Statistical analysis. Data were expressed as medians (25th-75th percentiles) or n (%). A statistical comparison of differences among the three groups was evaluated using the Kruskal-Wallis test or chi-square test. Multivariate logistic regression analyses for stroke severity on admission and functional outcomes at discharge were performed after adjusting for CHF, hypertension, diabetes, prior stroke or TIA, and OAC treatment. Statistical analyses were performed using JMP Pro 15 (SAS, Cary, NC, USA). p-Values of less than 0.05 indicated statistical significance.
Results
Patient profiles. The patient profiles in each group are summarized in Table I. The median age was 86 (82-89), 83 (79-87), and 76 (69-81) years in the L-CCr, M-CCr, and H-CCr groups, respectively (p<0.0001). The proportion of males and body weight were lower in the L-CCr group than those in the other groups (p<0.0001). The proportion of patients with CHF and vascular disease was higher in the L-CCr group than in the other groups. The proportions of patients with hypertension, diabetes mellitus, prior cerebral infarction or TIA, and dyslipidemia were not different among the three groups. The CHADS2 and CHA2DS2-VASc scores were higher in the L-CCr group than in the M-CCr and H-CCr groups (p<0.0001). The proportion of antiplatelet use was similar among the three groups. Moreover, no differences in OAC treatment before stroke onset and rt-PA thrombolysis were observed among the three groups.
Comparisons of stroke severity on admission and functional outcomes at discharge. Stroke severity on admission was assessed using the NIHSS score. The patients in the L-CCr group had higher NIHSS scores than those in the M-CCr and H-CCr groups [14 (6-23) vs. 13 (5-20) and 8 (3-17), respectively; p<0.0001 by the Kruskal-Wallis test] (Table II). Multivariate logistic regression analysis of the NIHSS scores (≥8) on admission showed that the M-CCr and L-CCr groups differed significantly [odds ratio (OR)=1.68, 95% confidence interval (CI)=1.17-2.36; p=0.004, and OR=2.38; 95%CI=1.34-4.24; p=0.003, respectively], when the H-CCr group was used as a reference after adjusting for hypertension, diabetes mellitus, CHF, prior cerebral infarction or TIA, and OAC treatment before stroke onset (Table III). Regarding functional outcomes at discharge, assessed using the mRS, patients in the L-CCr group had the worst prognosis, followed by those in the M-CCr and H-CCr groups [4 (2-5), 4 (1-5), and 2 (1-4), respectively; p<0.0001] (Table II). Multivariate logistic regression analysis of the mRS scores (≥3) at discharge showed that the M-CCr and L-CCr groups differed significantly (OR=2.39; 95%CI=1.67-3.42; p<0.0001 and OR=3.27; 95%CI=1.84-5.79; p<0.0001, respectively), when the H-CCr group was used as a reference (Table III). Mortality was relatively higher in the L-CCr group than in the M-CCr and H-CCr groups, although there was no statistical significance (14%, 10%, and 7%, respectively; p=0.19) (Table II). The M-CCr group had the longest period of hospitalization, followed by the L-CCr and H-CCr groups [79 (20-121), 69 (24-114), and 53 (15-99), respectively; p=0.005] (Table II).

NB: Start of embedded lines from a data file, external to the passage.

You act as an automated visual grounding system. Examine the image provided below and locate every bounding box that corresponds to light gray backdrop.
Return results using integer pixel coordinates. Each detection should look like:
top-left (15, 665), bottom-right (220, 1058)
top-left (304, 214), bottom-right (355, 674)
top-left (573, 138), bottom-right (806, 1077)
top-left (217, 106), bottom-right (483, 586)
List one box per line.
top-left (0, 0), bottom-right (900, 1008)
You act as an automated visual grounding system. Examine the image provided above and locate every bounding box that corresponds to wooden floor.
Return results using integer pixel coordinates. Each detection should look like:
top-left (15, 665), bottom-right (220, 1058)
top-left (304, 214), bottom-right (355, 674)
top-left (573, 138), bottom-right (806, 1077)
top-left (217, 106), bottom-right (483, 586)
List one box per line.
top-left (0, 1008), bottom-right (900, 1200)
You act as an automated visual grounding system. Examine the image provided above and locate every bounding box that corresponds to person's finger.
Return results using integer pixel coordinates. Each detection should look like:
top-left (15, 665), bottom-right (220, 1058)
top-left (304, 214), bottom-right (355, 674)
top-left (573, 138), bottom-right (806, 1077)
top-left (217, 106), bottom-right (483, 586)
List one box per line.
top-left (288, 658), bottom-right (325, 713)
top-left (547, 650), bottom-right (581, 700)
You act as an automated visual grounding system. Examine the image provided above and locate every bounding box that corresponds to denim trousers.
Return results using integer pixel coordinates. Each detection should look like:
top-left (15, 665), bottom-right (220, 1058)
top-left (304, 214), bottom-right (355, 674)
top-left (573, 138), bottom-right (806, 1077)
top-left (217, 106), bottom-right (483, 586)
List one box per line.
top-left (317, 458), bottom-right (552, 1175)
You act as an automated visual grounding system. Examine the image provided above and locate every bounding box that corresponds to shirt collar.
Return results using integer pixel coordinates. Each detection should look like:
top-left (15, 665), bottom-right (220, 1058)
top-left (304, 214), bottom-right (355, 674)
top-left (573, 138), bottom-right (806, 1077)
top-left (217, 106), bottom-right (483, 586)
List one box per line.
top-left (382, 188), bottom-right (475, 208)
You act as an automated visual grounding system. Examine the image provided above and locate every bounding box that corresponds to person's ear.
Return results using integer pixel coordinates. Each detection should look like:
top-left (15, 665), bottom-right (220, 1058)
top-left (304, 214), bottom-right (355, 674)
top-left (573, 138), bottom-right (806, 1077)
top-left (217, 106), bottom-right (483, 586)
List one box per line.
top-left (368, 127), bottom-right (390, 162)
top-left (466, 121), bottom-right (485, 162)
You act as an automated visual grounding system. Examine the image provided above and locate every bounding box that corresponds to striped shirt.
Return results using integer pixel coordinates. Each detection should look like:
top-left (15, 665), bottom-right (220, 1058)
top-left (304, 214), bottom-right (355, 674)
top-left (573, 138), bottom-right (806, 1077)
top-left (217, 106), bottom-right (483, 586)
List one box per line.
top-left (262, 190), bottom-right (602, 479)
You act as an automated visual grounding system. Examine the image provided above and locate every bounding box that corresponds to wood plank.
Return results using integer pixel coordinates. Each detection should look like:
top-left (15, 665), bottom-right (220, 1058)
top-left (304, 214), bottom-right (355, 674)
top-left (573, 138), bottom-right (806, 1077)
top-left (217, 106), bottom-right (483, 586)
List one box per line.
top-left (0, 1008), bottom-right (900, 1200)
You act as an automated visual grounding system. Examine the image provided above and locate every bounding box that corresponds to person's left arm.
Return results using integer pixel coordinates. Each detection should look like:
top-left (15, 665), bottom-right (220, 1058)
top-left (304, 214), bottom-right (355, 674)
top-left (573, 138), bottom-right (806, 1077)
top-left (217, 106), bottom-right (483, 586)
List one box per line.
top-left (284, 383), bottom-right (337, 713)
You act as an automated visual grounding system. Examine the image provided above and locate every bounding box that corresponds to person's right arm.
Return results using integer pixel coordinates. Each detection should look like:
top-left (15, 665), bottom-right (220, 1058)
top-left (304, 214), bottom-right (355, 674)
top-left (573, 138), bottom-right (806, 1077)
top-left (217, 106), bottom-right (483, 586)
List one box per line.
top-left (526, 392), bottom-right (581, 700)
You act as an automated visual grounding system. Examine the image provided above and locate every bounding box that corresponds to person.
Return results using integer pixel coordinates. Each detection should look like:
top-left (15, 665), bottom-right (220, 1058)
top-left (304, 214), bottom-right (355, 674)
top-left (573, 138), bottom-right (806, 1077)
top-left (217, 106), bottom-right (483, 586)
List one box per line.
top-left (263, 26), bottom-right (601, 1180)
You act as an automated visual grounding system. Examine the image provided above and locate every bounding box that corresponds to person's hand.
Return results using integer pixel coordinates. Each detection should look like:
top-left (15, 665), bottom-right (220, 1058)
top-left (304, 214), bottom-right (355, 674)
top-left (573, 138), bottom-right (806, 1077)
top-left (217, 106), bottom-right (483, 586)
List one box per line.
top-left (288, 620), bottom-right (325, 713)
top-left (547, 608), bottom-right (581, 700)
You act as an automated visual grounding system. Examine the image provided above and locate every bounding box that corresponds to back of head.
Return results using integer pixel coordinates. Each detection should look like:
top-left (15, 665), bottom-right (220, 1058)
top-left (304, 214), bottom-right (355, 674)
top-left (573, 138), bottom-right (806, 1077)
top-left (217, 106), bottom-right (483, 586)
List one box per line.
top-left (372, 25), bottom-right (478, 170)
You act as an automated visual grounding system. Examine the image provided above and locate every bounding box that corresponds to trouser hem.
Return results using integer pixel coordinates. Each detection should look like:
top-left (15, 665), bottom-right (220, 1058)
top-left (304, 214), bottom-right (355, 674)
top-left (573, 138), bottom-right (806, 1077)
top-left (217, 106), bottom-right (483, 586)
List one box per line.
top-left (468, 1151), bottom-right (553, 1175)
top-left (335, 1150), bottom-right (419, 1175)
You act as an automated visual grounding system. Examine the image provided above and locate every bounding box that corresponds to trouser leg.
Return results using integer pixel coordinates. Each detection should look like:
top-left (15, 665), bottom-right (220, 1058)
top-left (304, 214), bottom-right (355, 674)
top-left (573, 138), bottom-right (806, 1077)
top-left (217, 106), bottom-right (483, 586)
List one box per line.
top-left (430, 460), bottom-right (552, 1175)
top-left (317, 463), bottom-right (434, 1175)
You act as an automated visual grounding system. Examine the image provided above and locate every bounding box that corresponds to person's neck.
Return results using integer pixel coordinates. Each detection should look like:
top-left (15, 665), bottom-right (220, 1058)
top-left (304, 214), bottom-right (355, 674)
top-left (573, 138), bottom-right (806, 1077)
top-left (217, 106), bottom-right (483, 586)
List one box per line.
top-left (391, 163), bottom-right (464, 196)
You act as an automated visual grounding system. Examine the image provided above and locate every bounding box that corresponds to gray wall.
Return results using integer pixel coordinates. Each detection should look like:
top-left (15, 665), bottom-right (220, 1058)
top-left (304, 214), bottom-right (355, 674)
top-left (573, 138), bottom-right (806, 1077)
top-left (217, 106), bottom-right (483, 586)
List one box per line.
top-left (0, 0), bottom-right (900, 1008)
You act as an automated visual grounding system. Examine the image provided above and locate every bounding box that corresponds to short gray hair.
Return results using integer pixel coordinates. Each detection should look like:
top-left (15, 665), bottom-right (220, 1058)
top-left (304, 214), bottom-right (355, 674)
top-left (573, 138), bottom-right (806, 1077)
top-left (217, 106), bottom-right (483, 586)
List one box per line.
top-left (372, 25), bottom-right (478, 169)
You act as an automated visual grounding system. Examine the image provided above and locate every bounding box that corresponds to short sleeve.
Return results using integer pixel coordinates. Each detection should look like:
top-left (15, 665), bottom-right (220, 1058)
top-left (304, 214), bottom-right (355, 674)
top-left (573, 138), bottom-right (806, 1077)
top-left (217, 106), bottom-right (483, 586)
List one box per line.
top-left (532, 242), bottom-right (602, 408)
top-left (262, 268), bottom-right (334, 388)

Analyses in each sex. We further analyzed stroke severity on admission and functional outcomes at discharge in each sex, separately. Multivariate logistic regression analysis of the NIHSS scores (≥8) on admission showed no difference among the three groups in male patients (Table IV). However, the M-CCr and L-CCr groups in female patients differed significantly (OR=1.93; 95%CI=1.11-3.37; p=0.02 and OR=3.33; 95%CI=1.41-7.89; p=0.006, respectively), when the H-CCr group was used as a reference (Table IV). The M-CCr group in male patients had the worst mRS score at discharge [3 (1-4)] compared with the L-CCr and H-CCr groups [2 (1-4) and 2 (1-4), respectively; p=0.002] (Figure 2). However, the L-CCr group in female patients had the worst mRS score [5 (3-5)], followed by the M-CCr and H-CCr groups [4 (2-5) and 3 (1-4), respectively; p=0.0001]. In the multivariate analysis of the mRS scores (≥3) at discharge, the M-CCr group in male patients differed significantly (OR=2.64; 95%CI=1.59-4.39; p=0.0002); however, the L-CCr did not differ (OR=1.95; 95%CI=0.79-4.83; p=0.15) (Table IV). In contrast, the M-CCr and L-CCr groups in female patients differed significantly (OR=1.84; 95%CI=1.06-3.17; p=0.03 and OR=3.04; 95%CI=1.34-6.86; p=0.008, respectively), when the H-CCr group was used as a reference.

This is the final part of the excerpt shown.